The Dutch federation has doubled down on continuity after the 2022 World Cup quarter-final exit, trusting Koeman to lean on a defensive triangle of Van Dijk, Nathan Aké and Matthijs de Ligt while Denzel Dumfries and Jeremie Frimpong race the flanks. Memphis Depay’s fitness has been managed carefully since autumn, which is why the staff keep pushing Gakpo’s centrality and carrying Ezechiel Emegha as the late-game battering ram rather than the starting reference point. If the Netherlands circulate the ball quickly enough through De Jong and Tijjani Reijnders, Simons should be the free man arriving in the half spaces behind Japan’s double pivot.

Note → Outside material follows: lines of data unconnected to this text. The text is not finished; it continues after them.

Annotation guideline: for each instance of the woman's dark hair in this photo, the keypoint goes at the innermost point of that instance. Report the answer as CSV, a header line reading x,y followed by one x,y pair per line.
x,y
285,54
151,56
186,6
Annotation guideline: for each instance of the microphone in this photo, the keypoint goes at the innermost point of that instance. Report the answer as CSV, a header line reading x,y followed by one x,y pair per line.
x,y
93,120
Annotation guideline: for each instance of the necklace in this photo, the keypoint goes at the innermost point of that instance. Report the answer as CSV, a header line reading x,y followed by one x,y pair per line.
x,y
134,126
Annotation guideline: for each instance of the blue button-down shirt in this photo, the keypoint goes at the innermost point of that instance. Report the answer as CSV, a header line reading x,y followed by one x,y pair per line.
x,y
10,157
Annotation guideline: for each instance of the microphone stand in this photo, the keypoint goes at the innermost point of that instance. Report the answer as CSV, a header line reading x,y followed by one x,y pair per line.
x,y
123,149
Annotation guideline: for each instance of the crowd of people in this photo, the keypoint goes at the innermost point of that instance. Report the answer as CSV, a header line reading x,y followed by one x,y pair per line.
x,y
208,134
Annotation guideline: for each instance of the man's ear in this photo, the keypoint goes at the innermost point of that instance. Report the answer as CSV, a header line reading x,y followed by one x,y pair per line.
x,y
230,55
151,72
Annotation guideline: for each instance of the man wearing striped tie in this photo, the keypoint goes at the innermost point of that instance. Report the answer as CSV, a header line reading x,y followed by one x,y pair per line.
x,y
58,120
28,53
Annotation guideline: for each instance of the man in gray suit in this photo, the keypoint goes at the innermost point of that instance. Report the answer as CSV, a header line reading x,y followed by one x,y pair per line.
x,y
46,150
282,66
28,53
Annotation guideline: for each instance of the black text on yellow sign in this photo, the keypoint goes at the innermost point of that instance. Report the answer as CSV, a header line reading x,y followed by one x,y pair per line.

Japan travel with receipts: they beat Germany and Turkey away in 2023 friendlies, and their run to the 2023 Asian Cup quarter-finals underlined how cohesive Moriyasu’s press-and-combine model remains. Endo’s ability to smother counters is the foundation, Daichi Kamada’s progressive passing unlocks transitions and Mitoma’s one-v-one threat forces opponents to tilt their back line. The concern is at centre-back where Ko Itakura and Naomichi Ueda must cope with the aerial and physical load Gakpo and Emegha can bring, especially if the Dutch bombard them with early crosses. Moriyasu’s rotation policy during qualifying suggests he will hold Junya Ito and Daizen Maeda in reserve to stretch tired legs in the final half hour.
With the Group F curtain-raiser still just over three months away, both federations are treating March friendlies as live rehearsals. Koeman wants Bart Verbruggen to cement the number one jersey and will test the build-up circuits against quality opposition to avoid the sterile possession that killed them against Argentina in 2022. Moriyasu, meanwhile, has been drilling rest-defence structures ever since Croatia edged Japan on penalties in Qatar; shutting down second balls around the box is the obsession, because the Netherlands thrive on recycled attacks.
Key stats
- Netherlands are unbeaten in World Cup meetings with Japan, winning 1-0 in Durban in 2010.
- Japan’s most recent competitive defeat was the 2-1 loss to Iran in the 2023 Asian Cup quarter-finals.
- Cody Gakpo scored in each of the Netherlands’ three group matches at the 2022 World Cup.
Plenty hinges on how quickly each side hits tournament rhythm. The Netherlands expect to bank three points and calm any debate about Koeman’s tenure; Japan believe their pace and press can flip the script and seize early control of qualification. Both squads will be scrutinised again in the June warm-ups, but this Group F curtain-raiser already reads like the game that will define who chases top spot and who is left calculating the third-place pathways.